「情報科学科」と聞くと、何やらコンピュータに向かって日々プログラミングをしているマニアックな印象を持つかもしれません。それは昔、コンピュータというインターフェイスに触れるのは一部の人だった時代の話です。今は、コンピュータで何をするのか、という時代であり、一口で「情報科学」と言っても研究対象は非常に広範囲です。
例えば、ロボットの制作から、人工知能の研究、カオス理論、環境問題への取り組みなど、およそ現代の先端技術が関係するものは情報科学の範囲に入らないものはないと言っても過言ではありません。

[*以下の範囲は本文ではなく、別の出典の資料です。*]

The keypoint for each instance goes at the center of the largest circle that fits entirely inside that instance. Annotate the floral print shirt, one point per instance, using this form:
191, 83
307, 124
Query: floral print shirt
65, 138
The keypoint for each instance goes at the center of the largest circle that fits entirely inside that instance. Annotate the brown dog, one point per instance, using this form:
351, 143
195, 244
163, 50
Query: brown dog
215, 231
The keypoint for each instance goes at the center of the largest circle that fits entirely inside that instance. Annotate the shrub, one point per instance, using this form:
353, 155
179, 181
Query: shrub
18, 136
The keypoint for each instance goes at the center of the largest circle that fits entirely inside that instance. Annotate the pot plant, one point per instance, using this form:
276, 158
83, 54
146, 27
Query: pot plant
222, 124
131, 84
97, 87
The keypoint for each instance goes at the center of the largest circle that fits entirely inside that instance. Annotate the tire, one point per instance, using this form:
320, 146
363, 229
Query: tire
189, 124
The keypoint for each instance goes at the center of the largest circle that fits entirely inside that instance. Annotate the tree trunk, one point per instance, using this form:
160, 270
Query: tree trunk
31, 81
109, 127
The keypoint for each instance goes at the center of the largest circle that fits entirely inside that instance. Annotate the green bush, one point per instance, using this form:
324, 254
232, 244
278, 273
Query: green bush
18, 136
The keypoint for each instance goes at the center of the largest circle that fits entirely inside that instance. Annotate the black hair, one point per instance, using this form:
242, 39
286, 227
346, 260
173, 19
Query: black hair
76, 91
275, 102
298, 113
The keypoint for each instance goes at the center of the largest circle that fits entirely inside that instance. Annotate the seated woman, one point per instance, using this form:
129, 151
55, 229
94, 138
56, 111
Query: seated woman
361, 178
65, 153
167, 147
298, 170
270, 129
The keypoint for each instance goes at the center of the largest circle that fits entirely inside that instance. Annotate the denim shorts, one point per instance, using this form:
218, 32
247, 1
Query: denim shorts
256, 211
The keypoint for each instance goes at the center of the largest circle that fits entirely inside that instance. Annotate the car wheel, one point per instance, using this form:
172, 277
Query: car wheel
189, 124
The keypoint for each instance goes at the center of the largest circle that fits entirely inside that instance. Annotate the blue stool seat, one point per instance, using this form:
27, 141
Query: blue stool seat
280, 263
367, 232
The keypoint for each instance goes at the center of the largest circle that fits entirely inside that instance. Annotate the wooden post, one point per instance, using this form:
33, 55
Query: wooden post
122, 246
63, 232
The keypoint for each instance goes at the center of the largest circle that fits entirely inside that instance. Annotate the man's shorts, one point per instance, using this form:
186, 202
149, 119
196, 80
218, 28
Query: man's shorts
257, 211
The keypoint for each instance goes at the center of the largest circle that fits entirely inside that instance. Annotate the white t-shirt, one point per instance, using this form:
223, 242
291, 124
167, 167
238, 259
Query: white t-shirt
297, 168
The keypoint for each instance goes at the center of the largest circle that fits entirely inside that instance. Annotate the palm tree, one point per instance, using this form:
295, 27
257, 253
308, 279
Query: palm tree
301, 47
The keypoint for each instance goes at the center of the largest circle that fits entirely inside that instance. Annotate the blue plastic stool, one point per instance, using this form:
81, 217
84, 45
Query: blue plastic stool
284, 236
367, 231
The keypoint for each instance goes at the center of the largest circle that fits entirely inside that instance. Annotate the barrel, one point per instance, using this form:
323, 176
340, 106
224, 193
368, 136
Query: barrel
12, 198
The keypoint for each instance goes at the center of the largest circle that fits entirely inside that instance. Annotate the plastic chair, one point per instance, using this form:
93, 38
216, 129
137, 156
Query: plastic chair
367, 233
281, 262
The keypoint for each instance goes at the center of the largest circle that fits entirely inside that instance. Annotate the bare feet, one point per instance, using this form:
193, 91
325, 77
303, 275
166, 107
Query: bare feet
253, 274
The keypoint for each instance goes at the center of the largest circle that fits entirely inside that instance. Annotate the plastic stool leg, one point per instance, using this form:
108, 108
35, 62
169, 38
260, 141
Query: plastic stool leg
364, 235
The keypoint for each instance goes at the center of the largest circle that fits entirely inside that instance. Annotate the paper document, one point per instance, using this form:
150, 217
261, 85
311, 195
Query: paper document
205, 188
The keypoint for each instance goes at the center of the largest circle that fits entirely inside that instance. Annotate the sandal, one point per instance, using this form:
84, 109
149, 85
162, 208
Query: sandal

ですから、同じ理系学部で、同じ「情報科学」と銘打っていても、理学部と工学部では取り組み方が若干異なります。理学部は基礎的な研究が主であり、工学部は応用的な研究を主とする、と考えればよいでしょう。ただ、ここで「基礎的」と「基本的」を混同しないことです。「基礎的」とは、最初から完全な実用化を目的としたものでなく、科学の進歩を主な目的としています。その結果として実用化に結びつく場合もありますが、あくまでそれは結果です。工学部の「応用」というのは、実用化が目的である、という意味であり、基礎よりも内容が高度である、ということではありません。